Compare instrumentation approaches and tracing backends for Go

14 Min Read

Setting up tracing in a Go backend means making two decisions that are easy to conflate: how you instrument your code to generate spans, and where you send those spans for storage and querying. Most comparison guides focus on the backend (Jaeger vs Datadog vs Honeycomb), but in practice it's the instrumentation side that determines whether your team ends up with traces that are useful for debugging or traces that show "something called something" with no context.

This guide covers both halves. We'll look at how each instrumentation approach works in Go, compare the major tracing backends, and help you pick the combination that fits your project. We'll start with the manual approach using OpenTelemetry, then look at how modern frameworks can eliminate most of this work entirely.

The two halves of tracing

A trace records a request's path through your system. Each unit of work along the way becomes a span: an API call, a database query, a Pub/Sub message, a service-to-service call. Spans nest to show causality: this HTTP handler ran that SQL query, which was followed by that cache write.

To get traces, you need two things:

  1. Instrumentation: code that creates spans at the right points in your application. This is where the data comes from.
  2. A tracing backend: a system that collects, stores, and lets you query those spans. This is where you look at the data.

Most Go teams spend more time wrangling instrumentation than evaluating backends. The backend choice matters, but it's a more straightforward comparison. Instrumentation is where the real tradeoffs live.

Instrumentation approaches

OpenTelemetry Go SDK

OpenTelemetry (OTel) is the CNCF standard for vendor-neutral telemetry. It provides APIs and SDKs for traces, metrics, and logs across languages. In Go, the SDK integrates with context.Context for propagation, which makes it more natural than in languages without a first-class context mechanism. (For a full walkthrough, see our OpenTelemetry Go setup guide.)

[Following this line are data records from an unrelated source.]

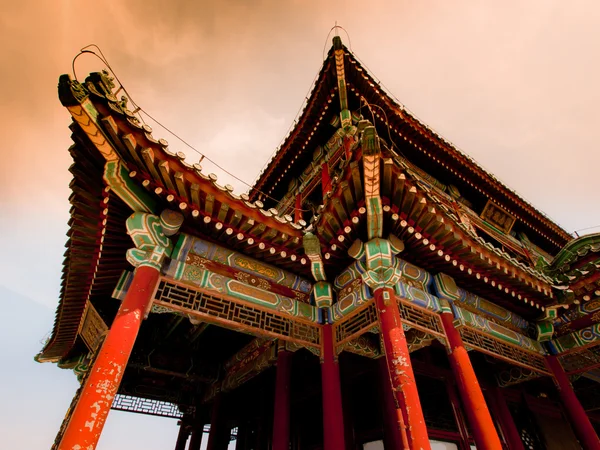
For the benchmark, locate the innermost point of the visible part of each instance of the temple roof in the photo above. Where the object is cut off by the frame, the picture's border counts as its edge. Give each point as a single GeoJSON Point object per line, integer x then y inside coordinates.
{"type": "Point", "coordinates": [418, 142]}
{"type": "Point", "coordinates": [438, 231]}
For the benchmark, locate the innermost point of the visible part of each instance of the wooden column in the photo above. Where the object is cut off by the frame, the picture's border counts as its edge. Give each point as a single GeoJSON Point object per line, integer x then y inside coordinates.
{"type": "Point", "coordinates": [197, 435]}
{"type": "Point", "coordinates": [509, 429]}
{"type": "Point", "coordinates": [325, 179]}
{"type": "Point", "coordinates": [393, 423]}
{"type": "Point", "coordinates": [182, 437]}
{"type": "Point", "coordinates": [242, 437]}
{"type": "Point", "coordinates": [298, 209]}
{"type": "Point", "coordinates": [577, 415]}
{"type": "Point", "coordinates": [461, 424]}
{"type": "Point", "coordinates": [91, 411]}
{"type": "Point", "coordinates": [218, 437]}
{"type": "Point", "coordinates": [281, 419]}
{"type": "Point", "coordinates": [478, 415]}
{"type": "Point", "coordinates": [400, 370]}
{"type": "Point", "coordinates": [333, 418]}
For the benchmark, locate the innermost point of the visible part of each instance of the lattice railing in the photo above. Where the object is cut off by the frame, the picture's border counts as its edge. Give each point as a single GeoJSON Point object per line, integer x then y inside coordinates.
{"type": "Point", "coordinates": [421, 318]}
{"type": "Point", "coordinates": [494, 347]}
{"type": "Point", "coordinates": [355, 324]}
{"type": "Point", "coordinates": [515, 375]}
{"type": "Point", "coordinates": [234, 314]}
{"type": "Point", "coordinates": [147, 406]}
{"type": "Point", "coordinates": [582, 360]}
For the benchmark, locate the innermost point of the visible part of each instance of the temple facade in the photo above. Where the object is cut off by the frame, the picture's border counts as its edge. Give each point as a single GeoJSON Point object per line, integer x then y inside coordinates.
{"type": "Point", "coordinates": [376, 288]}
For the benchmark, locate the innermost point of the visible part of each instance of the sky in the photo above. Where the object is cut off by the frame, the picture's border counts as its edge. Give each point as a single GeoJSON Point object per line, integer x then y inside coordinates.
{"type": "Point", "coordinates": [513, 84]}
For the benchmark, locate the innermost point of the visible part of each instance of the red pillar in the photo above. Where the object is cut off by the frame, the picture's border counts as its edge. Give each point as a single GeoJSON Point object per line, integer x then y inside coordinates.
{"type": "Point", "coordinates": [182, 437]}
{"type": "Point", "coordinates": [509, 429]}
{"type": "Point", "coordinates": [325, 179]}
{"type": "Point", "coordinates": [400, 370]}
{"type": "Point", "coordinates": [281, 419]}
{"type": "Point", "coordinates": [393, 423]}
{"type": "Point", "coordinates": [333, 419]}
{"type": "Point", "coordinates": [577, 415]}
{"type": "Point", "coordinates": [216, 436]}
{"type": "Point", "coordinates": [89, 415]}
{"type": "Point", "coordinates": [298, 209]}
{"type": "Point", "coordinates": [197, 435]}
{"type": "Point", "coordinates": [478, 415]}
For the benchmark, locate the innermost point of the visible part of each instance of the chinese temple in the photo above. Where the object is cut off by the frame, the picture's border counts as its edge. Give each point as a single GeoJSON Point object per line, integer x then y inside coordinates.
{"type": "Point", "coordinates": [376, 288]}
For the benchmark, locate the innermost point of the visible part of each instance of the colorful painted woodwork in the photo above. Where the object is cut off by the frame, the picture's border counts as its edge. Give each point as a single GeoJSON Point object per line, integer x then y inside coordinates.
{"type": "Point", "coordinates": [240, 268]}
{"type": "Point", "coordinates": [152, 245]}
{"type": "Point", "coordinates": [493, 329]}
{"type": "Point", "coordinates": [200, 263]}
{"type": "Point", "coordinates": [580, 338]}
{"type": "Point", "coordinates": [445, 287]}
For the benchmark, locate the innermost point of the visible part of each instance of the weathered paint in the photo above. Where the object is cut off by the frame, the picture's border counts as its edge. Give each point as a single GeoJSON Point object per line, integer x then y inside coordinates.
{"type": "Point", "coordinates": [333, 417]}
{"type": "Point", "coordinates": [393, 423]}
{"type": "Point", "coordinates": [478, 414]}
{"type": "Point", "coordinates": [577, 415]}
{"type": "Point", "coordinates": [400, 370]}
{"type": "Point", "coordinates": [91, 411]}
{"type": "Point", "coordinates": [281, 410]}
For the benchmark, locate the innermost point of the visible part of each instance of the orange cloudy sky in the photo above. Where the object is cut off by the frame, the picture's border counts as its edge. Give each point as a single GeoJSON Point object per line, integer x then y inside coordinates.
{"type": "Point", "coordinates": [513, 84]}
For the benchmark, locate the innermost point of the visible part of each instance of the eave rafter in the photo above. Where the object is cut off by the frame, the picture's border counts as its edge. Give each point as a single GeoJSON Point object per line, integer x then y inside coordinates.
{"type": "Point", "coordinates": [146, 166]}
{"type": "Point", "coordinates": [434, 233]}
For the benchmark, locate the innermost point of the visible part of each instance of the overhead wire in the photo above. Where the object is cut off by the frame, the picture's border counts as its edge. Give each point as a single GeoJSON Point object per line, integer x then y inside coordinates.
{"type": "Point", "coordinates": [140, 110]}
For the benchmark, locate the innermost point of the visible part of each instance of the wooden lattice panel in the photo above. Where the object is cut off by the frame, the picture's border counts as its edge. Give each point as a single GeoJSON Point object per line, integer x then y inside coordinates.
{"type": "Point", "coordinates": [353, 325]}
{"type": "Point", "coordinates": [421, 319]}
{"type": "Point", "coordinates": [236, 315]}
{"type": "Point", "coordinates": [92, 328]}
{"type": "Point", "coordinates": [146, 406]}
{"type": "Point", "coordinates": [502, 350]}
{"type": "Point", "coordinates": [582, 360]}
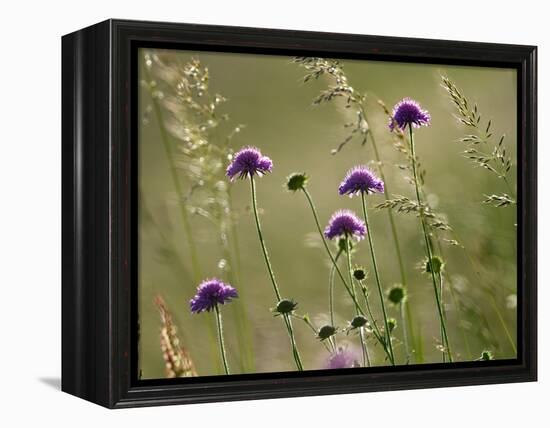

A typical setup involves initializing a tracer provider with an OTLP exporter, a service name resource, and a batch span processor, pulling in packages from go.opentelemetry.io/otel, otel/sdk/trace, otel/exporters/otlp, otel/sdk/resource, and otel/semconv. Then you wrap your HTTP handlers with otelhttp:

import "go.opentelemetry.io/contrib/instrumentation/net/http/otelhttp" mux := http.NewServeMux() mux.HandleFunc("/orders", handleCreateOrder) handler := otelhttp.NewHandler(mux, "server") http.ListenAndServe(":8080", handler)

Database calls need their own wrapping. The otelsql package wraps database/sql drivers:

import "github.com/XSAM/otelsql" db, err := otelsql.Open("postgres", connStr, otelsql.WithAttributes(semconv.DBSystemPostgreSQL), )

For your own business logic and service-to-service calls, you create manual spans:

tracer := otel.Tracer("order-service") func processOrder(ctx context.Context, orderID string) error { ctx, span := tracer.Start(ctx, "processOrder") defer span.End() span.SetAttributes(attribute.String("order.id", orderID)) items, err := fetchItems(ctx, orderID) if err != nil { span.RecordError(err) span.SetStatus(codes.Error, err.Error()) return err } return chargePayment(ctx, orderID, calculateTotal(items)) }

Go's context.Context carrying the span makes propagation cleaner than in Node.js, where async context can be fragile. But you still need to thread ctx through every function call, and any function that doesn't accept a context breaks the chain.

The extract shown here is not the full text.